Much of this has been about Sony’s amazing technology which is cutting edge for the camera industry right now.
But cameras are hand held devices for use by humans, not abstract exercises in techno-wizardry.
If the ergonomic design is poor the device will be awkward and unnecessarily difficult to use thus diminishing the user experience.
Unfortunately ergonomics is Sony’s weak point.
I have owned and used several Sony cameras over the years and would sum them up as having good technology and poor ergonomics.
The A7R3 and A9 continue this regrettable trend.
For this post I will just mention the handle and front control dial as shown in the photo above.
Bear in mind these are high end cameras designed to be used by professional and advanced amateur photographers with big heavy lenses mounted.
1. The handle is not tall enough to enable many adult users to get a full five finger grip.
2. The effective height of the handle is further reduced by the location of the front control dial in front of and below the shutter button.
3. Look at the photo.
The middle finger of the operator’s right hand lies immediately below and touching the front control dial.
The problem: how to work that dial ?
The user can try to do this with the middle finger but:
a) the middle finger is the primary gripper and should be devoted to gripper duty full time.
b) if the middle finger is used on the control dial it has to be lifted up which is not a natural action for this finger and doing so forces disruption of grip on the handle.
Or the user can try to operate the dial with the index finger but:
In order to make room for the index finger to get down there the third, fourth and fifth fingers must drop down.
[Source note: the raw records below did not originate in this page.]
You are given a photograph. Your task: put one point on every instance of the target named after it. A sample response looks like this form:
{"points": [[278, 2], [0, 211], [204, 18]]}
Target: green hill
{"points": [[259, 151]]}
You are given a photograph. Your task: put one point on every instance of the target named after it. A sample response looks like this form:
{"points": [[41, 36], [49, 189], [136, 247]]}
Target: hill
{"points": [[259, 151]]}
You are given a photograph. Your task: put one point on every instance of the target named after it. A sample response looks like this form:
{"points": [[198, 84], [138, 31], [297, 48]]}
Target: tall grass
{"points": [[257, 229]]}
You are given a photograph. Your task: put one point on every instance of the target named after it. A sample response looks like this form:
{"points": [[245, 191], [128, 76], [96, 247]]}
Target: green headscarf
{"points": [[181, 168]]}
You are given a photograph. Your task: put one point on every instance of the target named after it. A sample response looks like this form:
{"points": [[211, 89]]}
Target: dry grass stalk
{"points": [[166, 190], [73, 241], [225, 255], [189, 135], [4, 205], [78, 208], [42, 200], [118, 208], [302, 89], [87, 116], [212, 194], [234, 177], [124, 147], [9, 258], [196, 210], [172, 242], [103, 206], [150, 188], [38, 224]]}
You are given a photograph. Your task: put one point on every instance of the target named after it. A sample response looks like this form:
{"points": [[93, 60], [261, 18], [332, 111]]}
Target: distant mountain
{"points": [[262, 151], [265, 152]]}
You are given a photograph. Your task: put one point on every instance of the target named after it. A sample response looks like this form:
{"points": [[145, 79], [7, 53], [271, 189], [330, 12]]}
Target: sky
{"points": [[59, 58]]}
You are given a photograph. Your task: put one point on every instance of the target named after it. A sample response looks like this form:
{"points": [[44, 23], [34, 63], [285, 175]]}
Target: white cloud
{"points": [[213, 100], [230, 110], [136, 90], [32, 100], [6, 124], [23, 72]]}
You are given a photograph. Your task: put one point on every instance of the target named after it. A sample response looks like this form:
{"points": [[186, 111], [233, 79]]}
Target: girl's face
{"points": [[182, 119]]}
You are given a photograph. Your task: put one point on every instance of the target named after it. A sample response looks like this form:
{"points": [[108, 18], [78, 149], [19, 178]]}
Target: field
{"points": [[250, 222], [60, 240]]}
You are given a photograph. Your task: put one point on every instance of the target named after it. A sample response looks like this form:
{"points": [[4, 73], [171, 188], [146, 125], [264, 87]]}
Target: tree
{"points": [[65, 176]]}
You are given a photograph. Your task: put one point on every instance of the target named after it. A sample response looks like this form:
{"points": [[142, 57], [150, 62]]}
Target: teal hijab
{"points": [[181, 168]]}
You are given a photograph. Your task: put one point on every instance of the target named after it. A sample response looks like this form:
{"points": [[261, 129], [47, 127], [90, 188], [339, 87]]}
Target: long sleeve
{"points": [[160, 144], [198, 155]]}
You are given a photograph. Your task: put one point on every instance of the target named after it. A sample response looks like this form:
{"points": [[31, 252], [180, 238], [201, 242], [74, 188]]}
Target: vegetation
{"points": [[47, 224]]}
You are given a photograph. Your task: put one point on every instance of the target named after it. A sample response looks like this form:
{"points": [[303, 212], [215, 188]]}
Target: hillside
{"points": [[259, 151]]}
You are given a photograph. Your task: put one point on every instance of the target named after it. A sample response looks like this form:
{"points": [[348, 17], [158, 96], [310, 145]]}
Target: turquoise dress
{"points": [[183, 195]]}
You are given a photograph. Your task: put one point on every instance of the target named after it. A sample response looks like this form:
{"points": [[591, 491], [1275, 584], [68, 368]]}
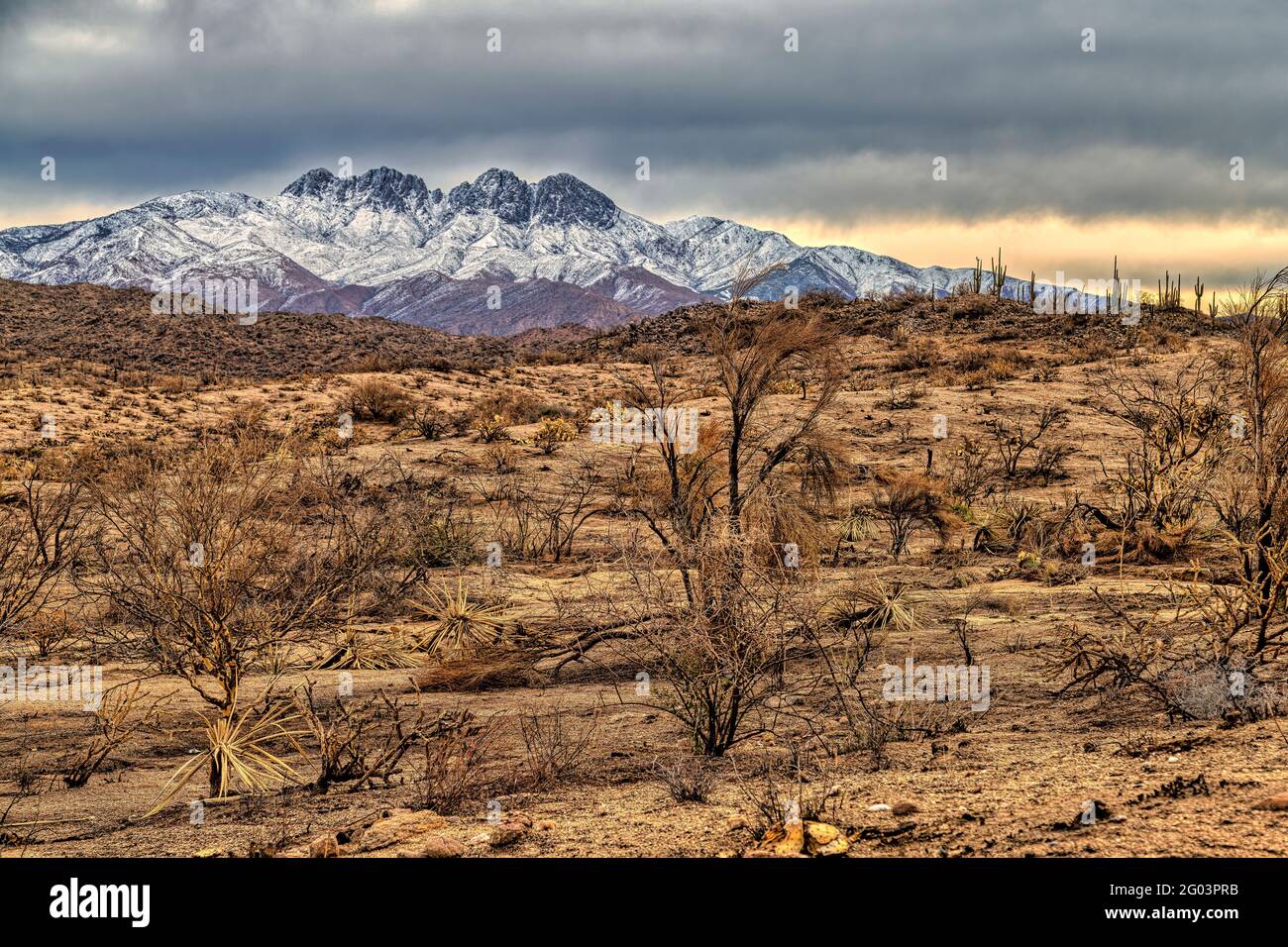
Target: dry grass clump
{"points": [[482, 669]]}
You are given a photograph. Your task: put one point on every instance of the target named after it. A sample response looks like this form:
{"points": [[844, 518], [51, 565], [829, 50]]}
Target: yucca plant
{"points": [[874, 607], [855, 527], [239, 745], [458, 622]]}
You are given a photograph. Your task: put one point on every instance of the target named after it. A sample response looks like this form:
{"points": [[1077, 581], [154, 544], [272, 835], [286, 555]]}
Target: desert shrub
{"points": [[441, 536], [1014, 438], [121, 712], [917, 354], [243, 748], [795, 789], [42, 535], [426, 421], [456, 768], [516, 406], [490, 429], [361, 742], [910, 502], [210, 562], [554, 744], [688, 779], [52, 630], [376, 399]]}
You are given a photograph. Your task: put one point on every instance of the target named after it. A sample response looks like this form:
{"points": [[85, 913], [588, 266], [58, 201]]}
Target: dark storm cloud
{"points": [[733, 124]]}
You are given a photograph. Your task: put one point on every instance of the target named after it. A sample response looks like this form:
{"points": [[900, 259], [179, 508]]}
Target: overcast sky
{"points": [[1061, 155]]}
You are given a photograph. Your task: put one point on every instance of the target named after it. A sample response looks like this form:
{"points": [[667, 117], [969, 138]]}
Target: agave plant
{"points": [[456, 622], [237, 745]]}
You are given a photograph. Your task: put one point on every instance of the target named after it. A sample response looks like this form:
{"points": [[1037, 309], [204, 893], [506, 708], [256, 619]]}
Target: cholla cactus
{"points": [[553, 433]]}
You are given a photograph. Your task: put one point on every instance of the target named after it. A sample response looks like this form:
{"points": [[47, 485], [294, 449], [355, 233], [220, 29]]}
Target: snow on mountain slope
{"points": [[384, 243]]}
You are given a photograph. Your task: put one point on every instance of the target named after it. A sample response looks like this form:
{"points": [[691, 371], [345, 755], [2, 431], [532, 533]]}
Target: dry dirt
{"points": [[1012, 781]]}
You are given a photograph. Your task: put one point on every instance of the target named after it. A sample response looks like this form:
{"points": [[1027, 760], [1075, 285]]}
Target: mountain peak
{"points": [[382, 187], [312, 183], [565, 198], [502, 192]]}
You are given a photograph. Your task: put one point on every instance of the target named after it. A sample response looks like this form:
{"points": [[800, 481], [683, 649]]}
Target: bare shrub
{"points": [[456, 764], [1017, 437], [376, 399], [688, 779], [554, 744], [909, 502], [42, 535], [362, 742], [123, 711]]}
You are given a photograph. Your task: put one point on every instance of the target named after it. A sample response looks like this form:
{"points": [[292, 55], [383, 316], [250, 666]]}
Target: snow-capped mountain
{"points": [[493, 256]]}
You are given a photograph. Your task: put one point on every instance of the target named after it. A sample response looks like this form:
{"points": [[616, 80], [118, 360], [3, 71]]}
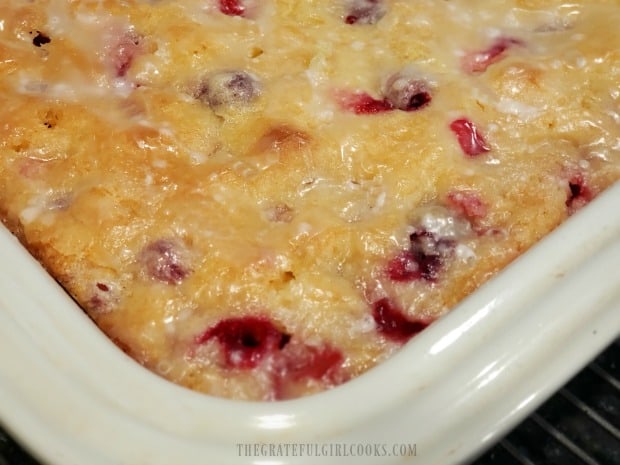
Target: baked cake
{"points": [[262, 199]]}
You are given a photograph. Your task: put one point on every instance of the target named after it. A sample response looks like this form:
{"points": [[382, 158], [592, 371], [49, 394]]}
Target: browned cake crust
{"points": [[264, 199]]}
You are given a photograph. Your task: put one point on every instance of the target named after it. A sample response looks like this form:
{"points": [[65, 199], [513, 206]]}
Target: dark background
{"points": [[580, 425]]}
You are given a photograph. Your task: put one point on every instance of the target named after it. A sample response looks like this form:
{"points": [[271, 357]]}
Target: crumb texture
{"points": [[263, 199]]}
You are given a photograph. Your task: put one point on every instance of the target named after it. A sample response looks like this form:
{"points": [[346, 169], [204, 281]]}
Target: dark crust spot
{"points": [[364, 11], [40, 39], [245, 341], [407, 93]]}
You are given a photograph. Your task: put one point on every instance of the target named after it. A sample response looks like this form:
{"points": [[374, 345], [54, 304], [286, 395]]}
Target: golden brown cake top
{"points": [[263, 199]]}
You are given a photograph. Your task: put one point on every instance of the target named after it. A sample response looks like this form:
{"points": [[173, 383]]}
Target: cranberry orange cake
{"points": [[262, 199]]}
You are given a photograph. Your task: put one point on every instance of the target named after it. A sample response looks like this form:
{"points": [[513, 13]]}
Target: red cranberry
{"points": [[124, 52], [393, 324], [166, 261], [245, 341], [364, 11], [407, 93], [361, 103], [467, 204], [103, 298], [471, 141], [579, 194], [479, 61], [232, 7], [228, 88]]}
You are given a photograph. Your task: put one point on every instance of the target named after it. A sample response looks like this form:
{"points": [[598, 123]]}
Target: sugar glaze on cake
{"points": [[264, 199]]}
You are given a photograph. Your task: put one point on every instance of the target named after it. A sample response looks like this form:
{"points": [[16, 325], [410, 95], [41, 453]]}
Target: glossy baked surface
{"points": [[263, 200]]}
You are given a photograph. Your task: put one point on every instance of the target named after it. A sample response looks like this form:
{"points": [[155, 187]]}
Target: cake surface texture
{"points": [[263, 199]]}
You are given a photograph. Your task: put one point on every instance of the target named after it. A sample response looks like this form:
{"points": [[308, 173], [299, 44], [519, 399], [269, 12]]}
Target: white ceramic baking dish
{"points": [[73, 398]]}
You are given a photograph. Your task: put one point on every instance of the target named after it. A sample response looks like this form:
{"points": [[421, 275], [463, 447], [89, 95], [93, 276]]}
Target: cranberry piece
{"points": [[468, 204], [393, 324], [124, 52], [245, 340], [423, 259], [429, 252], [228, 88], [407, 93], [232, 7], [165, 261], [479, 61], [361, 103], [471, 141], [364, 11], [579, 194]]}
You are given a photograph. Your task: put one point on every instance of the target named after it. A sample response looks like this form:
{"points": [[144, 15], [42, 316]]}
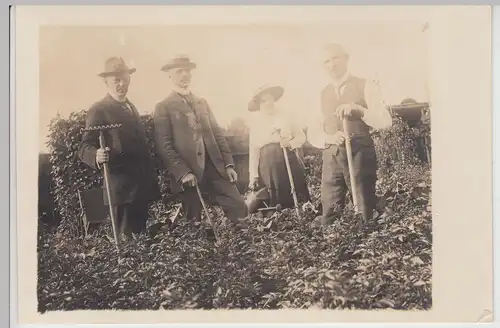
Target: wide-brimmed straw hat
{"points": [[275, 90], [115, 66], [179, 61]]}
This disrupts grip on the handle.
So working the dial requires more actions each more complex than would be the case if the dial was in the optimal location (see photo of the GH5) and grip on the handle is destabilised as well.
Background
My interest in camera ergonomics was triggered eight years ago by the Panasonic G1.
This was the first mirrorless interchangeable lens camera and as such was something of a technological milestone.
But the G1 had truly awful ergonomics.
One of its problems was exactly the same as that seen on the A9 and A7R3: Front dial in the wrong place.
I find it rather depressing that these basic ergonomic mistakes keep appearing year after year.
Panasonic is learning from its own mistakes to the point that the GH5 has the highest ergonomic score of any camera which I have tested to date and the G80 is not far behind.
But it appears Sony is not learning much.
The second generation A7 cameras are better than the truly awful first generation models but are still burdened, or really the users are burdened, by Sony’s elementary ergonomic mistakes.